Rogers uses the Comcast XB6 and XB7 for its Ignite TV IPTV service. The XB7 has a 2.5 Gb/s port which some users are already using to connect to routers that are equiped with 2.5 Gb/s ports. That only provides a marginal gain at the moment where a speedtest will top out around 1100 Mb/s instead of the 940 Mb/s that you will see with a 1 Gb/s port on the same modem or other modems.
Rogers has given no hints as to when, or more importantly, if, they will ever offer service beyond 1 Gb/s down 30 Mb/s up. Rogers did offer 50 Mb/s up not too long ago and scaled that back to 30 Mb/s up.
Contrast that with Bell, which offers 1.5 Gb/s down 940 Mb/s up or 1 Gb/s down, 750 Mb/s up. The problem with Bells service is that you may be tied to their modem and as a result you won't see anything more than 940 Mb/s down due to the use of 1 Gb/s ports on the Home Hub 3000 or Home Hub 4000. By spending more money and time, you can in fact use that full 1.5 Gb/s down with a custom built router. The problem is the sync rate that is used for the fibre SFP.

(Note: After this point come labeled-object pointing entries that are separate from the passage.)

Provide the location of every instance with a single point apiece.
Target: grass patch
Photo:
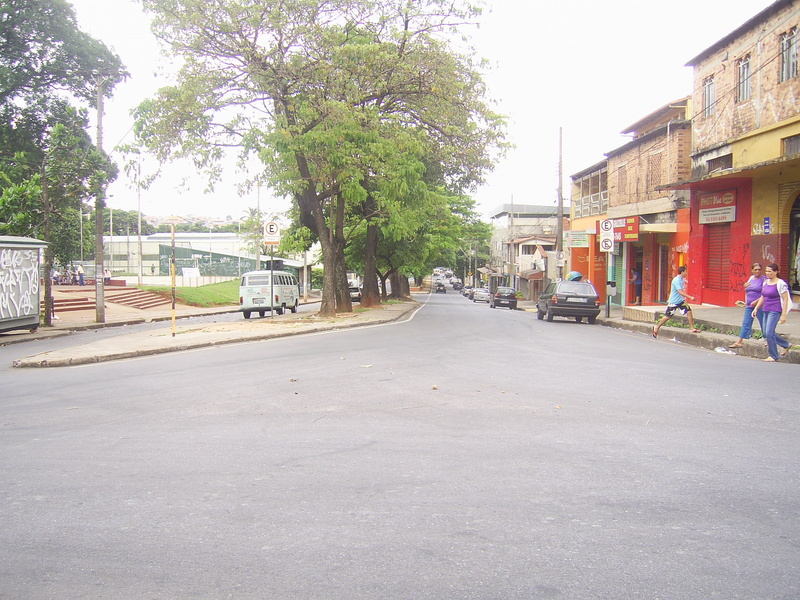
(215, 294)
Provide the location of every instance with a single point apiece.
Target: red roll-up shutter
(719, 257)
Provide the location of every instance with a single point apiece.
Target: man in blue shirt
(677, 301)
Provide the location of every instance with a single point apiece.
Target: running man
(677, 301)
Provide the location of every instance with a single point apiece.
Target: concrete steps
(69, 304)
(135, 298)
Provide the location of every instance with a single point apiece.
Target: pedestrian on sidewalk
(636, 282)
(677, 301)
(776, 302)
(752, 292)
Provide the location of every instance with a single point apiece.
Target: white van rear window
(258, 280)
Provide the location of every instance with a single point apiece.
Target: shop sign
(577, 239)
(719, 207)
(625, 230)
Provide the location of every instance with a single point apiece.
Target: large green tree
(48, 164)
(302, 82)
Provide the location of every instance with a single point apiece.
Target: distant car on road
(576, 299)
(504, 296)
(481, 295)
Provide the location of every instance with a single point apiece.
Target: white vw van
(258, 287)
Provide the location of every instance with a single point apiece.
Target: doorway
(794, 246)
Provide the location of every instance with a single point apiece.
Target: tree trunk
(370, 295)
(48, 251)
(343, 301)
(397, 285)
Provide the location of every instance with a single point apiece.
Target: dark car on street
(504, 296)
(575, 299)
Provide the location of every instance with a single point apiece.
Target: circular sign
(272, 228)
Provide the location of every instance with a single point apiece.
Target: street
(464, 453)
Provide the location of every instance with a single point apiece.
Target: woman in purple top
(776, 302)
(752, 290)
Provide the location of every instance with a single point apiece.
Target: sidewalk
(186, 335)
(719, 326)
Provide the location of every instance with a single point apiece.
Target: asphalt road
(465, 453)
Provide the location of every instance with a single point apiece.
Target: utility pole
(139, 211)
(99, 203)
(560, 213)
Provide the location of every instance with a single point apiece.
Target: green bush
(215, 294)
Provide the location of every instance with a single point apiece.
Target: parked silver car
(481, 295)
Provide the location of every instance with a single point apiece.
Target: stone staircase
(135, 298)
(65, 301)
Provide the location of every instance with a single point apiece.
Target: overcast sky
(591, 68)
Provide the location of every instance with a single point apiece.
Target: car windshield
(577, 287)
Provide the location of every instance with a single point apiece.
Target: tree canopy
(359, 110)
(46, 65)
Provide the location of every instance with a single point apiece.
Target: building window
(791, 145)
(720, 163)
(743, 88)
(622, 183)
(653, 170)
(789, 54)
(709, 96)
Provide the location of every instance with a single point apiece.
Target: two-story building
(651, 226)
(522, 246)
(745, 180)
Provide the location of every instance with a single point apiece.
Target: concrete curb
(708, 340)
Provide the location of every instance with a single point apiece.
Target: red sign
(625, 230)
(718, 207)
(717, 200)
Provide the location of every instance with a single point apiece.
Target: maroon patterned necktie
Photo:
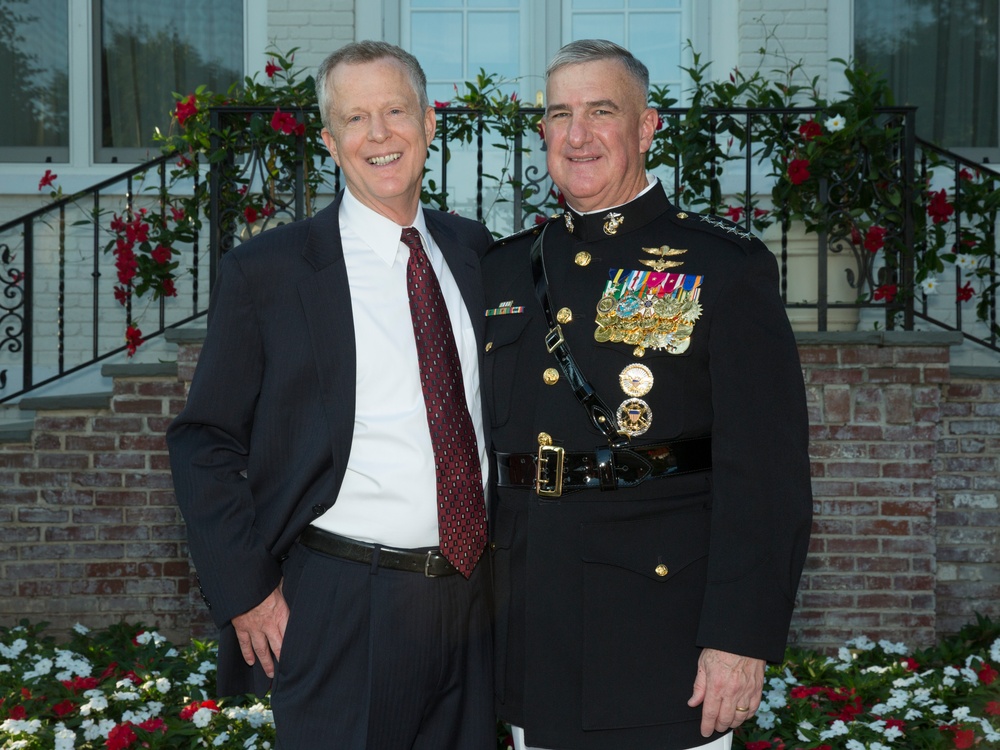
(461, 507)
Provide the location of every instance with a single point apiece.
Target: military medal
(649, 310)
(636, 380)
(634, 417)
(612, 221)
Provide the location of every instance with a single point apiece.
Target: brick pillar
(875, 408)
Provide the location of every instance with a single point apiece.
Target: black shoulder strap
(600, 415)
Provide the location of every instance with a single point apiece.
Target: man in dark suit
(329, 462)
(648, 416)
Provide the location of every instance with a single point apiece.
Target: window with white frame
(943, 58)
(130, 57)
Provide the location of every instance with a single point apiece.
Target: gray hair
(593, 50)
(364, 52)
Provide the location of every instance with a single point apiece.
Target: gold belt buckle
(548, 477)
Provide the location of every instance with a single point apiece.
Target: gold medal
(634, 417)
(636, 379)
(612, 221)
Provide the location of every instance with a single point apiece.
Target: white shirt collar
(380, 234)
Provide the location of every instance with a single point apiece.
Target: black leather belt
(429, 562)
(553, 472)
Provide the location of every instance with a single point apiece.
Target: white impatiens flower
(966, 262)
(202, 717)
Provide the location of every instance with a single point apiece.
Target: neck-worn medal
(649, 310)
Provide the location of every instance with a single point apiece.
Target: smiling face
(379, 135)
(597, 130)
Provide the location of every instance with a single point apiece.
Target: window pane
(494, 43)
(34, 52)
(655, 38)
(436, 41)
(940, 57)
(610, 26)
(149, 50)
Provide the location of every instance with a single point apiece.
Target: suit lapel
(326, 301)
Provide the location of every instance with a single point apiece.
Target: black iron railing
(58, 312)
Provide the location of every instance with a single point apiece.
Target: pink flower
(888, 293)
(162, 254)
(874, 238)
(186, 108)
(133, 340)
(285, 122)
(939, 209)
(810, 129)
(47, 179)
(798, 171)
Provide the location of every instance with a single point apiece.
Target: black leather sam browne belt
(553, 471)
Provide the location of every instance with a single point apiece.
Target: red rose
(47, 179)
(939, 209)
(133, 339)
(121, 737)
(987, 674)
(798, 171)
(874, 238)
(162, 254)
(810, 129)
(964, 738)
(186, 108)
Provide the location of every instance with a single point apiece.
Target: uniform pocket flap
(658, 547)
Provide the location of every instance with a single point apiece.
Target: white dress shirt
(389, 495)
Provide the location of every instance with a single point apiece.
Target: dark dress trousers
(605, 598)
(261, 448)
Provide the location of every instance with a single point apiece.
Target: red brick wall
(906, 475)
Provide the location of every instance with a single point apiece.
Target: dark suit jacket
(261, 447)
(604, 599)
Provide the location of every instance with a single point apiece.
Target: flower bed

Rogers is rolling out fibre service in some areas. That service uses a Nokia Optical Network Terminal that has a 10 Gb/s port that can simply be connected to a router that is equipped with a 10 Gb/s port. That makes higher speeds very simple to attain, but, once again, Rogers has given no hints as to whether or not they will offer higher data rates with that service, beyond the current 1 Gb/s down, 30 Mb/s up.
Fwiw, for routers that can use 802.11ax in the 5 Ghz band, or routers that can run wifi 6e, there is no guarantee that you will see high data rates on the device itself. Yes, it will connect at much higher raw data rates, which look good in theory, but, the real determinant in running high data rates is what's behind the wifi or ethernet adapter, and that includes the motherboard design, the processor speed and amount of onboard memory. You might be surprised to see that spending a lot of time, money , and effort doesn't necessarily pay off with higher user data rates once the wifi or ethernet overhead is subtracted.
Thank you for the update. I probably wont upgrade my current ASUS AX11000 router which supports wifi 6 already. Although my Synology NAS supports 10G the infrastructure cost of switches and related hardware is costly at best. Fibestream offers 5Gbps and is only marginally more expensive than Rogers 1G service. My experience with Bell has been disappointing at best and I wouldn't pursue solutions with that carrier.